The results were definitive:
| Pfam ID | Domain | E-value |
|---|---|---|
| PF01186 | Lysyl oxidase | 4.6e-97 |
| PF00530 | SRCR (scavenger receptor cysteine-rich) | 4.7e-30 |
| — | Cupredoxin / multicopper oxidase | No hits |
Zero cupredoxin or multicopper oxidase domain hits.
PPYR_12315 is a lysyl oxidase-like 2 (LOXL2) protein, not a laccase. The NCBI auto-annotation as LOXL2 had been correct the entire time. The E-value for the lysyl oxidase match was 4.6e-97, extremely confident. I ran it twice with both the 488 aa and 513 aa versions of the protein. Same result both times.
Final confirmation: unrestricted BLAST
I ran one more test: BLASTP against all of NCBI’s non-redundant protein database, organism unrestricted, to see the full phylogenetic picture. The results confirmed my suspicions. Lesson learned. In my other posts, you now see me BLAST and HMMER before anything else for a reason.
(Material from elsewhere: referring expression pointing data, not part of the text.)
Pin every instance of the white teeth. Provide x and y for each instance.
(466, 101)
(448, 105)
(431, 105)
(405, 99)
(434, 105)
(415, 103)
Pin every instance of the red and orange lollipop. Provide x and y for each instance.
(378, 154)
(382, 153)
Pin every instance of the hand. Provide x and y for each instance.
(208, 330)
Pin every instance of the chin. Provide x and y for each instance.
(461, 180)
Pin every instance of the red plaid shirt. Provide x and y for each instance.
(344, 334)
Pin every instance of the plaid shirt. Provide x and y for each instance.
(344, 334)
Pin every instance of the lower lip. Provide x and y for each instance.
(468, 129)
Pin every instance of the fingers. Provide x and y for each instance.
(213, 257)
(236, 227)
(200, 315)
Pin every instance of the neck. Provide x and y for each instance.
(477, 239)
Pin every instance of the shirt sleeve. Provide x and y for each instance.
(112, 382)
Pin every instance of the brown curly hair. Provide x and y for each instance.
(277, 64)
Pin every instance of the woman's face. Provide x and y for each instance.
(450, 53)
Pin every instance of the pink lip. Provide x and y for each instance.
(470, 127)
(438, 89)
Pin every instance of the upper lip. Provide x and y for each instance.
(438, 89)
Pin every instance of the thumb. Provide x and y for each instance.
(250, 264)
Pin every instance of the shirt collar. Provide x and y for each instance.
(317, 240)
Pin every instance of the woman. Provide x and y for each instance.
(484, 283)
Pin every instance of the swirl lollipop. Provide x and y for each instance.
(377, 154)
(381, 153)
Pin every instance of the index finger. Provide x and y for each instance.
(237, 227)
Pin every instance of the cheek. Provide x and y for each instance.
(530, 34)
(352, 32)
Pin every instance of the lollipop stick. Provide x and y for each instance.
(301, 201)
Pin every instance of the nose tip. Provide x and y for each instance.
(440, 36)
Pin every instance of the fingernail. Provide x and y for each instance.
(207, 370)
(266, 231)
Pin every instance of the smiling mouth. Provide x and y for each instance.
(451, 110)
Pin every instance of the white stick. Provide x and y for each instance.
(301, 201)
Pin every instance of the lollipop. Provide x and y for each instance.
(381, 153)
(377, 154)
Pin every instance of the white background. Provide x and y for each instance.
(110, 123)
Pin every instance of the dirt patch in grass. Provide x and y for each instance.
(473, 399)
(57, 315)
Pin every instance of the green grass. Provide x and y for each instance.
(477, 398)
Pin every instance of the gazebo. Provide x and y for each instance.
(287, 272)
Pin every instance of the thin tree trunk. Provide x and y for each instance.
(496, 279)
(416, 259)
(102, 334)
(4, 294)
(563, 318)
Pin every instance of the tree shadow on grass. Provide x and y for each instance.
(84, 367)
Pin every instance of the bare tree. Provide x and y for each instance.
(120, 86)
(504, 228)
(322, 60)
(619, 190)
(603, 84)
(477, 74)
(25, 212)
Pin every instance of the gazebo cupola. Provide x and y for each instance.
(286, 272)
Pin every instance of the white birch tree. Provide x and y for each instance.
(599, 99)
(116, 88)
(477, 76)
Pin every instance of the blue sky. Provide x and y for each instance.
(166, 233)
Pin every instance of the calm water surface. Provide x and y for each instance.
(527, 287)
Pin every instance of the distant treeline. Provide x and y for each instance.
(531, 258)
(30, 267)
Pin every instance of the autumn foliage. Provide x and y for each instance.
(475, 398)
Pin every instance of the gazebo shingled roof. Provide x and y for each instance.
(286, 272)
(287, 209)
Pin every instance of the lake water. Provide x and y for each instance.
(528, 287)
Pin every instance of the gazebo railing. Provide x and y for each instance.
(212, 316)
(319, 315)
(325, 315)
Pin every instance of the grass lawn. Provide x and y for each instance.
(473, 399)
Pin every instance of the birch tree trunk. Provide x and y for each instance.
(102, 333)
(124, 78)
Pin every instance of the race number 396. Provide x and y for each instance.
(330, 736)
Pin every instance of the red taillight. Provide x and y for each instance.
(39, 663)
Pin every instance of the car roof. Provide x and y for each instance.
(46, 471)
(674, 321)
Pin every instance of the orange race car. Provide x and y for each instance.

Firefly copies clustered together at 75–83% identity. But then non-luminous beetles appeared: Tenebrio molitor at 68%, Zophobas morio at 69%, Tribolium castaneum at 66%. The gene isn’t firefly-specific. Every beetle has one. It’s a normal insect LOXL2 ortholog that happens to be highly expressed in the lantern.
The gap between firefly and non-firefly identity (about 10–15 percentage points) is notable but well within normal evolutionary drift for an orthologous gene. This was not the missing enzyme.
What I learned
Motifs are not families
The biggest lesson: finding copper-binding motifs and cysteine-rich regions in a protein doesn’t tell you what the protein is. Multiple unrelated enzyme families use copper. InterPro and manual motif analysis can pick up superficial similarities. HMMER profile-based classification is the gold standard because it compares against the full statistical profile of each family, not just individual motifs. I should have run HMMER first, before everything else.
Beware of confirmation bias
I started with a hypothesis, found supporting evidence, and kept finding more. Expression data, cross-species conservation, AlphaFold structures, electrostatic maps, substrate fitting, everything pointed the same way because I was looking for reasons to believe. Each piece of evidence was real, but my interpretation was shaped by what I wanted to find. Although as I also learned, confirmation bias only goes so far in biology.
Though maybe I just wanted an excuse to use AlphaFold.
The project builds on Tim Fallon’s published genomic data for Photinus pyralis and represents original bioinformatics analysis performed by the author.